I spoke to the nurse, found the patient’s chart in the rack at the nurses’ station, and scribbled the final orders: “1. extubate patient. 2. MSO
4
gtt titrate prn for respiratory distress. 3. CMO.” The “comfort measures only” order made things official, ensuring that no other well-meaning members of the team would come by and complicate things by ordering lab tests, medications, or follow-up scans.

The “titrate” addition to the order for the morphine drip meant that we had the flexibility to escalate the dose as we saw fit based on her breathing pattern, knowing that progressively higher doses would mean progressively slower and shallower breaths. In this way, the dying process could be curtailed and made more humane for both the patient and the family. (More humane, I think, than the “passive euthanasia” of withdrawing food and water. Most people wouldn’t consider starving the family dog as a way of “putting it out of its misery.”)

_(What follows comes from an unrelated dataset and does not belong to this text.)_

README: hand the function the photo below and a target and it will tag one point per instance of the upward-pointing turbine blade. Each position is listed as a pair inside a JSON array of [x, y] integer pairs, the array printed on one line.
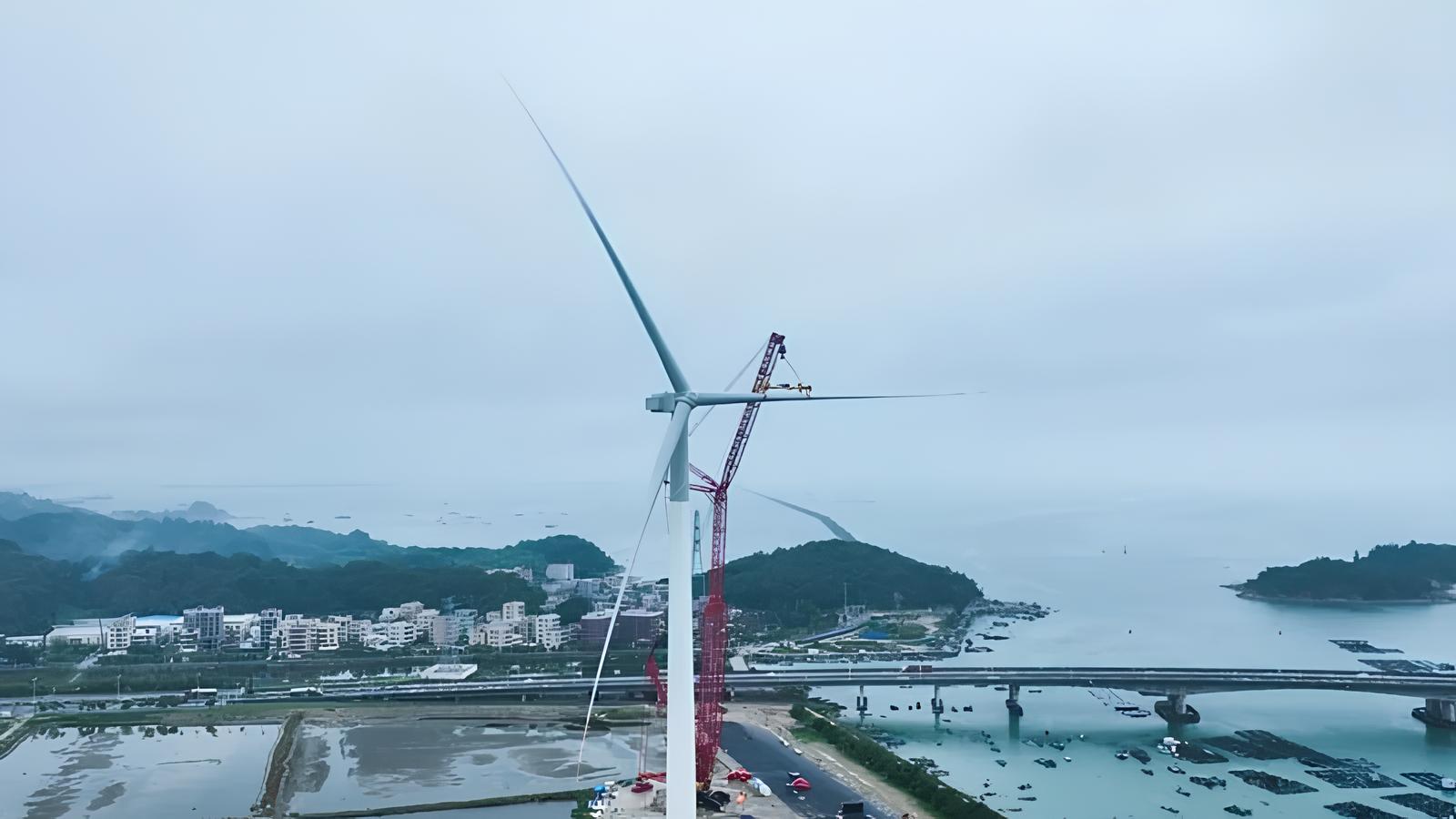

Shortly after extubation, with the clear drip running through her IV, our patient’s life ended—calmly—with her family encircling her bed, with fresh memories in their minds of the woman she had been just hours before.

The first gift I ever received from a patient or, actually, from a patient’s family was as a junior resident working at the Veterans Administration hospital. It arrived wrapped very neatly in brown paper. I had never received any sort of personal package at any hospital before. I was only a transient worker bee at the VA, doing time on my required four-month rotation, and I was a bit surprised that the package had actually found its way to me through the unwieldy government system of the hospital.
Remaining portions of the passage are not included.